Pod-specific metrics such as CPU usage and memory consumption are gathered by kube-state-metrics and Prometheus.

Example PromQL to Query Pod Metrics:

  • CPU Usage per Pod: sum(rate(container_cpu_usage_seconds_total{namespace="default"}[2m])) by (pod)
  • Memory Usage per Pod: sum(container_memory_working_set_bytes{namespace="default"}) by (pod)

Visual Reference:
Below is a diagram showing data flow from metrics sources to Prometheus and Grafana:

Node and Pod Metrics Flow

Creating Custom Dashboards in Grafana

Grafana supports creating custom dashboards to visualize metrics tailored to your use case.

Step 1 – Add Prometheus as a Data Source

  1. Log in to Grafana (http://localhost:3000).
  2. Go to Configuration > Data Sources > Add Data Source.
  3. Select Prometheus and configure the URL as http://kube-stack-prometheus.monitoring.svc.cluster.local.

Step 2 – Create a New Dashboard

  1. Navigate to Dashboards > New Dashboard.
  2. Add panels for CPU and memory metrics.

Example Panel Query (CPU Usage by Node):

sum(node_cpu_seconds_total{mode!="idle"}) by (instance)

Step 3 – Save and Share

Save the dashboard for later use or export it as JSON to share with your team.

Example Dashboard Layout:

  • Panel 1: Node CPU Usage
  • Panel 2: Pod Memory Usage
  • Panel 3: Active Kubernetes Pods

Custom dashboards make it easier to track specific metrics at a glance.

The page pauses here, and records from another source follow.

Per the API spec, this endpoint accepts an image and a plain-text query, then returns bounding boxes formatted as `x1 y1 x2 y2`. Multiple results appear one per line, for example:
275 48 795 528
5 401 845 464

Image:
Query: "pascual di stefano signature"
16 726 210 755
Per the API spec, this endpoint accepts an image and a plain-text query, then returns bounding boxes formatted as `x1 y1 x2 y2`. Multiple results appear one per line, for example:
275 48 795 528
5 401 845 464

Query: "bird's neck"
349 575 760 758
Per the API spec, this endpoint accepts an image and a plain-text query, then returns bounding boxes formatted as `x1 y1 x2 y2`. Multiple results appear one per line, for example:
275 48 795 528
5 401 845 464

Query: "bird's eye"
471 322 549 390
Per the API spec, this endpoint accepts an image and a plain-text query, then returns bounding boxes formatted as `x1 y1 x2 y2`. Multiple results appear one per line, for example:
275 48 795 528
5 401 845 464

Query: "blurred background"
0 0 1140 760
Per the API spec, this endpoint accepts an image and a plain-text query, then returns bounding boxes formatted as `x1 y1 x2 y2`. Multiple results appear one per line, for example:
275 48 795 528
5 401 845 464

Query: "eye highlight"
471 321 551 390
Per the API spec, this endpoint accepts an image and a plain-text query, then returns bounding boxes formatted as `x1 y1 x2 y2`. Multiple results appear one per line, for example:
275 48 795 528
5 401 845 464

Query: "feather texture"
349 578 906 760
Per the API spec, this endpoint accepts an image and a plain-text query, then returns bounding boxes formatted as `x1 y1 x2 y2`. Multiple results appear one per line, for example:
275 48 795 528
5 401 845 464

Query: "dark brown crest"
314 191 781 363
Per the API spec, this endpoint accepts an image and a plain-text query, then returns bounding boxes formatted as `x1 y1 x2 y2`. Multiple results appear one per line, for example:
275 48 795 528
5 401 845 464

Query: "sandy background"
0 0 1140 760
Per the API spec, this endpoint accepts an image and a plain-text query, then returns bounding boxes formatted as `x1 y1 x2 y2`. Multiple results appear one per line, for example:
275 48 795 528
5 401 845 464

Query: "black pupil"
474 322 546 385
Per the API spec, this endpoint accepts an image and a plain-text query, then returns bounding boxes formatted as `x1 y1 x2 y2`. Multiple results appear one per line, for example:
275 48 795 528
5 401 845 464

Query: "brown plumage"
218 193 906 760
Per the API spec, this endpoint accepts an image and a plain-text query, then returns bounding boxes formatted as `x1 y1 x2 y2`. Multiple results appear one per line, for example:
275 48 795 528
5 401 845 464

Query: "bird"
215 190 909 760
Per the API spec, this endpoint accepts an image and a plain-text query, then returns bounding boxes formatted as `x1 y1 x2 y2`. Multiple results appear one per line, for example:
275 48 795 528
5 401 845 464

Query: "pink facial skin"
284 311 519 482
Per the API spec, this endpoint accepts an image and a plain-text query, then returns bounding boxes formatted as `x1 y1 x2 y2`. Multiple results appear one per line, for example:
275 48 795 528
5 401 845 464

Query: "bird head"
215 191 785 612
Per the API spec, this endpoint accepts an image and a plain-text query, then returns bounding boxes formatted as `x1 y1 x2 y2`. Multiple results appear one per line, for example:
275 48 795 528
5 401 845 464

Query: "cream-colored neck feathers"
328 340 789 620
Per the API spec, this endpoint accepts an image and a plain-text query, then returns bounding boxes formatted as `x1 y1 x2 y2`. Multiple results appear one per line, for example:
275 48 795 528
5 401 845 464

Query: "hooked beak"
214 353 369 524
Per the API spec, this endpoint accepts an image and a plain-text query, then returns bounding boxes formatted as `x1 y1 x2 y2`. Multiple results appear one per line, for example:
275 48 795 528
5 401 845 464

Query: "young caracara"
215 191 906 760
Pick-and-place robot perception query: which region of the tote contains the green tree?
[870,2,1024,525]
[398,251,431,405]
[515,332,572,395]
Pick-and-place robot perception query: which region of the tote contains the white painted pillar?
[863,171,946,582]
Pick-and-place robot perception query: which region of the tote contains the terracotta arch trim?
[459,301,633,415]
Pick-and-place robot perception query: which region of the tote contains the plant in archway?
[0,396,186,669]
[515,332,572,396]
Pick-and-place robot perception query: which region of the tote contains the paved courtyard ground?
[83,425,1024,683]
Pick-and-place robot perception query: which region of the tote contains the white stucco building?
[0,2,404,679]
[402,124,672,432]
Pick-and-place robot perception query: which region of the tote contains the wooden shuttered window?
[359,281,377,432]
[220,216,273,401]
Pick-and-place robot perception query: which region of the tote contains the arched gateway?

Configuring Alerting Rules

Alerting ensures you’re notified when resources exceed thresholds or unusual behavior is detected.

Step 1 – Define Alerts in Prometheus

Add alerting rules to the Prometheus ConfigMap:

kubectl edit configmap kube-stack-prometheus-rulefiles-0 -n monitoring

Example YAML for Alerts:

groups:
- name: pod-alerts
  rules:
  - alert: HighPodCPU
    expr: sum(rate(container_cpu_usage_seconds_total[5m])) by (pod) > 1
    for: 1m
    labels:
      severity: warning
    annotations:
      summary: "High CPU usage detected for pod {{ $labels.pod }}"

Step 2 – Add Notification Channel in Grafana

  1. Go to Alerting > Notification Channels in Grafana.
  2. Add a channel (e.g., email, Slack, or PagerDuty).

Step 3 – Link Alerts to Notifications

Enable notifications for alerts defined in Grafana panels. This ensures you’re notified when metrics breach configured thresholds.

Testing Alerts

Simulate high CPU usage:

kubectl run cpu-hog --image=busybox -- sh -c "while true; do :; done"

Check that Prometheus fires the HighPodCPU alert based on the simulation.


Final Thoughts

Prometheus and Grafana form a powerful duo for Kubernetes monitoring, providing deep insights into node health, pod performance, and application metrics. With features like custom dashboards, real-time visualizations, and configurable alerts, your cluster can operate efficiently while giving you peace of mind.

Follow this guide to set up these tools in your environment, and ensure you regularly tune your dashboards and alerts to match your evolving needs. Happy monitoring!